Dogs who participated in this year’s Iditarod race, the world’s most famous dog sled event, have tested positive for a banned substance, it has been revealed.
The committee board of directors for the Iditarod Trail dog sled race confirmed on Wednesday that dogs that had mushed at this year’s race had tested positive for the banned opioid pain reliever Tramadol, the Associated Press reports.
The board specified the substance in question after confirming last week that dogs from the same team had returned positive results, following testing at the finish line of the 1,000-mile trek in Alaska in March.
It is the first time since testing procedures were introduced in 1994 that dogs have returned positive results for banned substances at the event.
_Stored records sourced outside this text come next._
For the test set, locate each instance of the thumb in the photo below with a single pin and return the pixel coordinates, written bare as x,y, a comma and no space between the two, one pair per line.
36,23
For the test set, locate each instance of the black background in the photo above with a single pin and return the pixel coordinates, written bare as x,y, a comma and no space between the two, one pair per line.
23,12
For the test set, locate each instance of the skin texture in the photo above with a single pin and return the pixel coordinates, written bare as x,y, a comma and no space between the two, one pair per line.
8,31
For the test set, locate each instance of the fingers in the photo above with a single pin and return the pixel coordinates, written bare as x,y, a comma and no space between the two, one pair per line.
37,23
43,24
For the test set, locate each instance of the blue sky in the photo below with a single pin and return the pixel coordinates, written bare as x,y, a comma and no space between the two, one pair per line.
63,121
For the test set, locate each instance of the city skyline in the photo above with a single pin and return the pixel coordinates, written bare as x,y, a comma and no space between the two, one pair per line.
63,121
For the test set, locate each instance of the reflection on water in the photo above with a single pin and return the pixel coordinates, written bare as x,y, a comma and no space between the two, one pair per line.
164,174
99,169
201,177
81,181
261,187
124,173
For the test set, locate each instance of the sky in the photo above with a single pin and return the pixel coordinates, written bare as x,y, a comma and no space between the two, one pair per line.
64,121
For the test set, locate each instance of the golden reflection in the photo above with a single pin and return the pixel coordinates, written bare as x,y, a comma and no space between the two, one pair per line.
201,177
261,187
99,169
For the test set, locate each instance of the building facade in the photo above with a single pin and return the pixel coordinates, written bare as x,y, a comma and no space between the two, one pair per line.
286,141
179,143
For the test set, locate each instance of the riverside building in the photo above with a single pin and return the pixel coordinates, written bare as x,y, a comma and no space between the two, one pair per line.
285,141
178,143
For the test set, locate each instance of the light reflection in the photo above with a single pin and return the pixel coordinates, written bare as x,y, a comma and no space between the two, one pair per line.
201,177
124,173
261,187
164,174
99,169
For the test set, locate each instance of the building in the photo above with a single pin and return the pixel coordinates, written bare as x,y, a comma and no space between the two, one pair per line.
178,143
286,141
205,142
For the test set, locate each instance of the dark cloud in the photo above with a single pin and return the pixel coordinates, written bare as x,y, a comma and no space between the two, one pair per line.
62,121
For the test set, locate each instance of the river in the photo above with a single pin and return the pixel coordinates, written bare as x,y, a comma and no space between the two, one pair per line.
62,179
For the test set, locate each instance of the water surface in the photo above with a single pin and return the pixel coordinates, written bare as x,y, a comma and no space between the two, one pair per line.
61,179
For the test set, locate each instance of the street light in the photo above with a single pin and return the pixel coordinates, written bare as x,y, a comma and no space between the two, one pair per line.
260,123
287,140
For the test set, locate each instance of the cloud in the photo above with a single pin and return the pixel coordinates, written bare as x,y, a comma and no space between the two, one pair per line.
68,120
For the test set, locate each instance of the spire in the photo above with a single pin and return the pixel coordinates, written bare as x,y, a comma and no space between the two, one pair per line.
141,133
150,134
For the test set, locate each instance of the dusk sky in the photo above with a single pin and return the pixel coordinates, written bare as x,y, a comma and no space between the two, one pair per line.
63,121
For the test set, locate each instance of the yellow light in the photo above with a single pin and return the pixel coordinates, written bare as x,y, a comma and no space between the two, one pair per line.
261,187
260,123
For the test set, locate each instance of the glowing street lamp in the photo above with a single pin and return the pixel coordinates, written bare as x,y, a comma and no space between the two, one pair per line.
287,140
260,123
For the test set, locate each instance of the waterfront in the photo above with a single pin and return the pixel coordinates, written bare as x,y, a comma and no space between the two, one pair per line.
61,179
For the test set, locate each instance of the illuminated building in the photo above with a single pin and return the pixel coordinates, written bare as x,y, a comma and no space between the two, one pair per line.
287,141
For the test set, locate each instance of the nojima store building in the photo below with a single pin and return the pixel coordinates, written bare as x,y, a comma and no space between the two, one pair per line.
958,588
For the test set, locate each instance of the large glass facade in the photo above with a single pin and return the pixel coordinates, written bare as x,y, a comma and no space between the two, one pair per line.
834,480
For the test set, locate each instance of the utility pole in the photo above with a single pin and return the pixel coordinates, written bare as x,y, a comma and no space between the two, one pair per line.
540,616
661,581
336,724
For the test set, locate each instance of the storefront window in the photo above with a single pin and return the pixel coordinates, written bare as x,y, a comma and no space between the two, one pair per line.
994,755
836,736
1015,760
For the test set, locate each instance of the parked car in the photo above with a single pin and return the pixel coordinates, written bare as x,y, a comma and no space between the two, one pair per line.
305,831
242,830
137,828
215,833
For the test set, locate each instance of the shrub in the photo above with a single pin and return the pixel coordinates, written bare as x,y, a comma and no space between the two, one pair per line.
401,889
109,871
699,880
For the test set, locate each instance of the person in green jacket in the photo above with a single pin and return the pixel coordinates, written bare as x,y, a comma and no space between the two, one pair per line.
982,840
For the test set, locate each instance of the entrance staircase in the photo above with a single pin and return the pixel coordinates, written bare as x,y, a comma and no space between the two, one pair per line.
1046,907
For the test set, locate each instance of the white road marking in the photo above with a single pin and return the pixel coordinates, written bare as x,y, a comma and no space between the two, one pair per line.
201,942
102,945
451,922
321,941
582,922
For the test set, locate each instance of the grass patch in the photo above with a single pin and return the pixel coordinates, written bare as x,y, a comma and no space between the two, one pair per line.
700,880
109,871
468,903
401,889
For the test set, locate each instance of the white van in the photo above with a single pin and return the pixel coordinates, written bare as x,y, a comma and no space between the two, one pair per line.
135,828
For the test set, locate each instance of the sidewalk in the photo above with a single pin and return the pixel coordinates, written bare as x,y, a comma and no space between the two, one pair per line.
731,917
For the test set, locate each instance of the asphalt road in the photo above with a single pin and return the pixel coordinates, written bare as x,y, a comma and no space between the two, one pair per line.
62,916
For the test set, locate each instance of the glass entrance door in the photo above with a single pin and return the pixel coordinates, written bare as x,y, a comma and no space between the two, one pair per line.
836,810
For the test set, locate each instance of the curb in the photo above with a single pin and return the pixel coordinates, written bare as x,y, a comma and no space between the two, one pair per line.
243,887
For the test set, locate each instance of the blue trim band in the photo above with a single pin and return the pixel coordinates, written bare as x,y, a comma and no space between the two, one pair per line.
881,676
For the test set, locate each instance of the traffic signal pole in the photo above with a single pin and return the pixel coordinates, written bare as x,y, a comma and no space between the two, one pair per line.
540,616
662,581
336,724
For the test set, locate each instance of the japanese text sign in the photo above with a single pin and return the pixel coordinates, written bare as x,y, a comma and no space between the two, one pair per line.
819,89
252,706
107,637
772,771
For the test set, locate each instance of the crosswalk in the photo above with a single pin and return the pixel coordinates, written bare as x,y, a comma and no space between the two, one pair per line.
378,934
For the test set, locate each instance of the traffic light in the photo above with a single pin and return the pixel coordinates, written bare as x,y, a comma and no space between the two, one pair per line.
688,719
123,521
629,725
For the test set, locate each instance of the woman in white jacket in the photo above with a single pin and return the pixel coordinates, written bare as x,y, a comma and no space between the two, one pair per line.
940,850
Officials have refused to name the musher, reportedly over doubts that they could prove that he deliberately administered the drug.
Aaron Burmeister, an Iditarod board member and musher, said Wednesday that as long as the participant remained unnamed, everyone would fall under suspicion.
“It’s not a good situation,” he said. “I’m hoping that we can turn a positive light on it and the musher steps forward,” AP reports.
Mushers know that dogs will be subject to random testing during the race as well as at the finish line, and there has been speculation that a fellow competitor may have administered the substance to sabotage a rival’s chances.
Burmeister, however, questioned this theory, saying: “As a musher, why would another musher give their competitor a performance-enhancing drug?”
The Iditarod began in 1973, and takes competitors across arduous Alaskan terrain in sub-zero temperatures and gale-force winds. The teams consist of a musher and 16 high-performance sled dogs.
It typically takes between eight and 15 days for competitors to complete the route from Settler’s Bay to Nome on Alaska’s southern Seward Peninsula coast.
Musher Burmeister, who missed this year’s race, hopes that the scandal will not detract from the respect people have for the event and its participants, canine and human.
“I just hope that people look at the big picture and realize that mushers out there are not doping their dogs,” he said. “This is an isolated incident.”